• Nenhum resultado encontrado

CAPÍTULO I – A RELAÇÃO TRABALHO E EDUCAÇÃO E A CRISE

1.2 Divisão internacional do trabalho

1.2.2 O Estado brasileiro e as ações de conformação da classe trabalhadora

Antes de adentrarmos as especificidades do Estado brasileiro, faz-se importante situarmos a concepção de Estado à qual nos filiamos, sobretudo, devido à centralidade dessa categoria para este trabalho. Por meio da qual, buscamos apreender as disputas em torno da lei da aprendizagem.

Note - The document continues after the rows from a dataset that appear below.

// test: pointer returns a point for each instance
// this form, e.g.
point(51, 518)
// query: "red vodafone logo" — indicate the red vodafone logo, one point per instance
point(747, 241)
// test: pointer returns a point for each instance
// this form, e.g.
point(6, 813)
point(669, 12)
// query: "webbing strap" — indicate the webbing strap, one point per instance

Nesse sentido, cabe ressaltar que, embora existam diferentes concepções de Estado ao longo da história – Estado Antigo, Estado Feudal e Estado Moderno –, neste estudo, ativemo- nos à teoria do Estado Moderno.

Contudo, vale salientar que, independentemente da concepção de Estado, este constitui a expressão do poder político exercido sobre “um território e conjunto demográfico” (GRUPPI, 1980, p. 7). O Estado, portanto, é constituído de poder político, povo e território.

As reflexões acerca do Estado moderno têm por base as formulações de Nicolau Maquiavel, especialmente através da obra O Príncipe (MAQUIAVEL, 2018). O contexto sócio-histórico no qual Maquiavel desenvolveu suas análises data da segunda metade do século XV, período em que França, Inglaterra e Espanha inauguraram o Estado independente de outros poderes (GRUPPI, 1980). Assim, enquanto sujeito histórico, ele desenvolveu sua teoria a partir das observações de sua realidade concreta.

Ao distinguir o Estado moderno de suas formas pretéritas, Luciano Gruppi destaca que:

A primeira característica do Estado moderno é essa autonomia, essa plena soberania do Estado a qual não permite que sua autoridade dependa de nenhuma outra

autoridade. A segunda característica é a distinção entre Estado e sociedade civil que vai evidenciar-se no século XVII, principalmente na Inglaterra, com o ascenso da burguesia. O estado se torna uma organização distinta da sociedade civil, embora seja expressão desta. (GRUPPI, 1980, p. 9, grifos do autor)

Importa sublinhar que essa separação entre sociedade civil e Estado, naquele contexto histórico, representou um importante avanço no pensamento político, sobretudo diante da grande influência da igreja sobre o Estado (MENDONÇA, 2014).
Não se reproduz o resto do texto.